Did you know that in our law, section 179 of the Crimes Act, it is a crime to induce the suicide of another person, even if they don’t actually commit it—even if they don’t actually commit it? Why is that there? Because we don’t want people encouraging a depressed disabled young person that their life isn’t worth anything. As law makers, the reason there is a blanket prohibition is because “you” are not always the best judge of the value of your life, and the price that our community pays for enabling a doctor to take your life, free of criminal scrutiny, is that many other people are more vulnerable. Their lives will become more fearful, and they’ll become more subject to the pressure to make the judgment themselves that their life has less value and therefore they should make the decision. It is a slippery slope. That is why this bill, with its cold technical bureaucratic process of death, tries to look like it’s safe.

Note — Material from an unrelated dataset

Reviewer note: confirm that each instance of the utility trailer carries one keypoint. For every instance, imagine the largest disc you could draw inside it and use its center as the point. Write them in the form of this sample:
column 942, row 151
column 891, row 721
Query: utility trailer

We have to weigh it up, and every Parliament up to now has said that the balance between what is enabled for an individual and the cost of that enablement to the rest of society is too big a risk to take. I put the case that as law makers that is the question that we need to weigh up: is the gain in personal autonomy—because the research shows people embark on euthanasia principally for autonomy reasons; they may not be suffering that much—worth the broader cost to our community? I don’t think anyone can in their heart of hearts believe that this bill will make life safer for the disabled or that it will make our community more warmly embracing of our ageing population. Who pretends that? It won’t—it won’t.

That is why I will oppose it and invite others to. You know, we’re not creating medical procedure here; we’re creating an exemption from the criminal law against killing for a specified group—that is doctors, who do not want to carry this burden—under some conditions that amount to box-ticking. So I ask the Parliament to consider that very carefully—the removal of the blanket prohibition against taking a life, which should be subject to scrutiny and accountability.

Euthanasia isn’t turning of life support.

It’s not adhering to do-not-resuscitate requests.

It’s not stopping treatment.

All those happen now and are both ethical and legal.

What doesn’t happen now is deliberately acting to end a life.

Proponents of euthanasia talk about a person’s right to die.

We all have the right to die.

What we don’t have is the right to kill and that’s what this Bill would give to doctors if it becomes law.